Александр Наумович Фрумкин Академик, директор Института электрохимии Академии наук

We use cookies. Read the Privacy and Cookie Policy

Известный физикохимик С.Я. Пшежецкий, рассказывая о своих встречах с учеными, произнес: «Фрумкин – это премьер-министр, по основательности, манере держаться, по всему». Я к тому времени достаточно часто общался с Александром Наумовичем и уважительность, прозвучавшая в этих словах, была мне приятна. Однако, Фрумкин все же был не премьер-министром, а выдающимся ученым, основателем современной электрохимии, которого позже будут относить к ученым-классикам. Его личность не могла бы уместиться в ограниченном пространстве за столом министра, даже главного, она была гораздо шире и богаче. Единственно, что его роднило с идеальным главой правительства, – это потрясающая организованность и работоспособность. Он никогда не проводил время просто так, он или работал, или отдыхал. Иногда приходили гости, часто бывала чета Лунгиных: Лиля, будущий герой телевизионной передачи «Подстрочник», всегда сидела рядом с Александром Наумовичем, он её очень любил, и несколько поодаль Сима, сценарист и кинорежиссёр, обычно оказывавшийся рядом со мной. Не часто, но с удовольствием смотрел новые фильмы, мы с Валей однажды увлекли его на фильм «Дракон острова Комодо». Вообще он интересовался всем на свете, был в курсе всех культурных событий. В воскресные дни, уезжая на дачу, он брал полный чемодан книг. Когда я демобилизовался из армии и стал вновь включаться в научную жизнь, то, штудируя дома научные журналы и монографии, посматривал на часы и подбадривал себя словами: «Александр Наумович сейчас занимается два часа, а я – три». Я заставлял себя работать, следовать принципу, услышанному из уст Фрумкина во время прогулки по звенигородскому лесу близ Луцино. Александр Наумович обсуждал с известным ученым аэрозольщиком Н.А. Фуксом программу исследований, к которым необходимо было привлечь многих ученых. После одного из предложений Фукса Фрумкин произнес: «Да, конечно, Темкин очень грамотный и талантливый физикохимик, но он никак не может понять, что каждый день надо совершать над собой насилие». Это прозвучало тогда почти как открытие.

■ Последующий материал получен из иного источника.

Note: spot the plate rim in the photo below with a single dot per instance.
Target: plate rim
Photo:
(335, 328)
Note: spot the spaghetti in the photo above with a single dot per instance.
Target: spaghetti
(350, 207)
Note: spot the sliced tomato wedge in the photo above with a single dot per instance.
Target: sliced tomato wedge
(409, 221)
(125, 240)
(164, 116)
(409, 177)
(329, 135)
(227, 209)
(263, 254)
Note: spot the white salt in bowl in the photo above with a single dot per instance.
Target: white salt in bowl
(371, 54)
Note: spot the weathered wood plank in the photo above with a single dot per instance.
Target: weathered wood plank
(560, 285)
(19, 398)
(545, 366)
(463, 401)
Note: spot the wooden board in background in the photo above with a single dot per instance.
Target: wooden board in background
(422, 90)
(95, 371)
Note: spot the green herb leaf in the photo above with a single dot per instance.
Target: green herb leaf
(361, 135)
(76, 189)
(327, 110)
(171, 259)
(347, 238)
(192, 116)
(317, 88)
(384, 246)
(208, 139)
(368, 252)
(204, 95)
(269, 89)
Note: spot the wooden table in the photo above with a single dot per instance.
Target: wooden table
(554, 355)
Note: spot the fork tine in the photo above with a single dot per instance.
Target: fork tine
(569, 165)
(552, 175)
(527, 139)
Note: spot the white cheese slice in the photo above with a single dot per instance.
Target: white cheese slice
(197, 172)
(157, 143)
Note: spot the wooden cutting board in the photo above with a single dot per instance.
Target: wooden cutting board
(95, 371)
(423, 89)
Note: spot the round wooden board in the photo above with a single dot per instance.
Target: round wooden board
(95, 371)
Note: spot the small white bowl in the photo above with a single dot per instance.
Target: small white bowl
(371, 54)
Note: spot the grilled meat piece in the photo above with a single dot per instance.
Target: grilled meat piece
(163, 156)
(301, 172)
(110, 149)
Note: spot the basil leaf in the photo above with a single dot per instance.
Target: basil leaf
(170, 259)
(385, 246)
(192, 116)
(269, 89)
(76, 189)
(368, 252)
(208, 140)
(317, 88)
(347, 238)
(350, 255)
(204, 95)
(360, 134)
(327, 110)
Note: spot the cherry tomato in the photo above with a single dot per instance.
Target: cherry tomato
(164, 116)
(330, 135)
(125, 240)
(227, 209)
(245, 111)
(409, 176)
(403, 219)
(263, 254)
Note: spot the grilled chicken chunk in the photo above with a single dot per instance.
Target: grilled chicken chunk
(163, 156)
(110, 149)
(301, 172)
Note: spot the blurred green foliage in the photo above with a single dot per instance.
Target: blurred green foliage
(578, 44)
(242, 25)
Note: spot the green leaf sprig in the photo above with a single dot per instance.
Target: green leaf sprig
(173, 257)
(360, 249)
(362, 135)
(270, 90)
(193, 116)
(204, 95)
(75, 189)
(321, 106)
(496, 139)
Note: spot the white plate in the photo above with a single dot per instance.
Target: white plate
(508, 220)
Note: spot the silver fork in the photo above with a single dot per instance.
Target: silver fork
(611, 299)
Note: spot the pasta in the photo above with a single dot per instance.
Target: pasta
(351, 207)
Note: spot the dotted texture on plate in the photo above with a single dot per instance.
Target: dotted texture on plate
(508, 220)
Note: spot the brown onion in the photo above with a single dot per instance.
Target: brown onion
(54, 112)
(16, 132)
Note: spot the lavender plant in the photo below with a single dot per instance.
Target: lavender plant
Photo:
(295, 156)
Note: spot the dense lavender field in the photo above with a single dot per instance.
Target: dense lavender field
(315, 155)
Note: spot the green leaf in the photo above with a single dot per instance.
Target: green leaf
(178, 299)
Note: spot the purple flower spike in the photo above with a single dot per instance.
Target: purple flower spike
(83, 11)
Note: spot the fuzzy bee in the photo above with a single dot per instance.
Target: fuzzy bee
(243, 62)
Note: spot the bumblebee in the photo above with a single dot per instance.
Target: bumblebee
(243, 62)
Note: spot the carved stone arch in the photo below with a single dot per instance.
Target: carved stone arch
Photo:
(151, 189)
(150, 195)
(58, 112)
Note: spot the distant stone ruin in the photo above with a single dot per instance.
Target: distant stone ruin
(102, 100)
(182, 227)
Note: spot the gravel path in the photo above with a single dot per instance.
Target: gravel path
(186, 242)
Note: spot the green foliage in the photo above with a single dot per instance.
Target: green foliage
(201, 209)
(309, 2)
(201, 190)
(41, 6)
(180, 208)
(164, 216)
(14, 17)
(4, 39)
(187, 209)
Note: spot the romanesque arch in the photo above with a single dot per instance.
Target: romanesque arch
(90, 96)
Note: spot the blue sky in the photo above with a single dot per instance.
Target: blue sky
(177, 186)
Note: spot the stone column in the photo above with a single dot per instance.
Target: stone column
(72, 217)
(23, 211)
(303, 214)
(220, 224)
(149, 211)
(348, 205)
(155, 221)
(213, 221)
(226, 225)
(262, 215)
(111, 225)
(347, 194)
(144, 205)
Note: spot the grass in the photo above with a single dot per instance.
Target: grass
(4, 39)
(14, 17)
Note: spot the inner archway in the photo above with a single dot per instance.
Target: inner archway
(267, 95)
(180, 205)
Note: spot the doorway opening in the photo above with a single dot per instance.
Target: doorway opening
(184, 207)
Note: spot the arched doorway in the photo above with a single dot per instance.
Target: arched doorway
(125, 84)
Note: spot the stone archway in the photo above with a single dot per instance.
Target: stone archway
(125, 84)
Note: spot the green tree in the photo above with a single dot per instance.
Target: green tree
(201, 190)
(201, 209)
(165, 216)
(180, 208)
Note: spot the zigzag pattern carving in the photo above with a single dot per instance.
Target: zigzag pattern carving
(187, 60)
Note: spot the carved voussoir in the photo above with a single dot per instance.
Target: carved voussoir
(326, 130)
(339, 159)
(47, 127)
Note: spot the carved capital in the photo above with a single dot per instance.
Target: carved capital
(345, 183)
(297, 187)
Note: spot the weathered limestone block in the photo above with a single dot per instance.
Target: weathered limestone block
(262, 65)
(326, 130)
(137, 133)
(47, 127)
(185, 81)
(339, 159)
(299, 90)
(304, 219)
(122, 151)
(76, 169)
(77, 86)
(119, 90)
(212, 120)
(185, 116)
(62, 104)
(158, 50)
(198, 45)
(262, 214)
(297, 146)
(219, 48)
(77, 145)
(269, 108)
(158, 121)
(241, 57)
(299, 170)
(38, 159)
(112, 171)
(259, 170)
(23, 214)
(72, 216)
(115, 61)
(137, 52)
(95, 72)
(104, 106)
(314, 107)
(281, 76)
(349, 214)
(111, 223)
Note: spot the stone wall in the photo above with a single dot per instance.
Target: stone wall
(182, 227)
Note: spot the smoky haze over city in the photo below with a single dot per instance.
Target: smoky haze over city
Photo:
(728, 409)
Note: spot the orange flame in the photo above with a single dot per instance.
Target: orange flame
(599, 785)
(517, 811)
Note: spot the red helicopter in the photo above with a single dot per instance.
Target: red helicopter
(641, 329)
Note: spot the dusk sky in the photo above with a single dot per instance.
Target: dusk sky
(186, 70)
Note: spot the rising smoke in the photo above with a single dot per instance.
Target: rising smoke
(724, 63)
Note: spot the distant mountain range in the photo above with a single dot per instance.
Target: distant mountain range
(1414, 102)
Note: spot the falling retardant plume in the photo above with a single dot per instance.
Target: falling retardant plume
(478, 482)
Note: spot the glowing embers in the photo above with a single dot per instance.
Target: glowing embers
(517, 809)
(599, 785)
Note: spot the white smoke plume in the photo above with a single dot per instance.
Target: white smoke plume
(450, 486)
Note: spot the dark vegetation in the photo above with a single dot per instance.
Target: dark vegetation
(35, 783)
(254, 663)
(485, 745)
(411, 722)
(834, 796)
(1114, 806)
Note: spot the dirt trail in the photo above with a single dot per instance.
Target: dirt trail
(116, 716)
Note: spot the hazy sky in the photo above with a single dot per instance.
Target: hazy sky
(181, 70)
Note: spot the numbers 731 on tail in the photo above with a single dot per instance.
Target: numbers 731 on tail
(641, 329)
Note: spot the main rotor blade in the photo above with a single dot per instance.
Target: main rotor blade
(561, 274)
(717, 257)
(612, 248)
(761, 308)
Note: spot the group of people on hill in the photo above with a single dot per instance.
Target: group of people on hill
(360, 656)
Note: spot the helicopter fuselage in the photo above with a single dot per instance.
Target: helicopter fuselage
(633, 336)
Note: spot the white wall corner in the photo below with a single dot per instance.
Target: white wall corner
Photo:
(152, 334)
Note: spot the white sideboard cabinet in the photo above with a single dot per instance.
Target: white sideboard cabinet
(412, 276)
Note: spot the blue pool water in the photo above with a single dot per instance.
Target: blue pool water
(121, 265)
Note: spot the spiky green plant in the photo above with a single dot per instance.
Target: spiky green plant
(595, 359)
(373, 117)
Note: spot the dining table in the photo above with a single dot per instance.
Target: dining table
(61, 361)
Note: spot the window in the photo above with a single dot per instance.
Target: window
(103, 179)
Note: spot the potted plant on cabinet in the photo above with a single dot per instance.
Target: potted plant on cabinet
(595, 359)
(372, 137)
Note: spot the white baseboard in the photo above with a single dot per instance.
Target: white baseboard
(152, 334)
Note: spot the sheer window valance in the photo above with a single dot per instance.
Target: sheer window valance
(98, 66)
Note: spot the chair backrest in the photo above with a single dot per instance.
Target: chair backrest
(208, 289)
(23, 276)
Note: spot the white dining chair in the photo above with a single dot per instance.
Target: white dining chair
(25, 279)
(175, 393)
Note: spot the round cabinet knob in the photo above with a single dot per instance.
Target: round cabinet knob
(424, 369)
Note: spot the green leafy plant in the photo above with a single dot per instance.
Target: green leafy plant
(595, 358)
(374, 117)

Я старался этому следовать, и это помогло мне кое-что сделать в жизни.

А.Н. Фрумкин

Он строго соблюдал договоренности и никогда не опаздывал. Если встрече в условленное время что-либо мешало, он сам или Александра Сергеевна Гурылёва (его бессменный секретарь) обязательно заранее об этом предупреждали. К сожалению, сам я несколько раз его подводил. Он никогда меня не попрекал за это. Он ничего не сказал мне и после того, как я вывел из строя батарею аккумуляторов, установленную у него дома в кабинете. Аккумуляторы обеспечивали возможность занятий, когда при угрозе налета на Москву фашистских самолетов выключали электричество. Даже спустя много лет, когда я из самоуверенного знатока правил соединения (+) и (—) источников тока превратился в человека, понимающего ограниченность своей компетенции, деликатность истинного интеллигента не позволяла ему вспоминать об этом неприятном для меня казусе.

П.И. Зубов и А.Н. Фрумкин

Выше я отметил впечатление студентов о «бухгалтерском» стиле лекций академика В.И. Спицына. На мой взгляд, любое выступление должно быть окрашено эмоционально, причем не украшениями вообще, не шутками и анекдотами даже к месту, а эмоциями лектора по отношению к содержанию лекции или доклада. Я слушал Александра Наумовича всего один раз и согласен с мнением многих, и ученых, и студентов, что его лекции выпадали из обычного ряда, это были лекции классика, для думающих, заинтересованных людей, для которых главным является содержание, глубина понимания проблемы, новые идеи. Его лекции требовали от слушателей напряжения, сосредоточенности. Недаром по факультету ходил анекдот о том, как отвечали на вопросы три выдающихся ученых; «И.Е. Тамм начинал объяснять, Л.Д. Ландау говорил: “Раз вы не поняли, вам нечего заниматься наукой”, а Фрумкин недоумевал: “Я не понимаю, как это можно не понять?”».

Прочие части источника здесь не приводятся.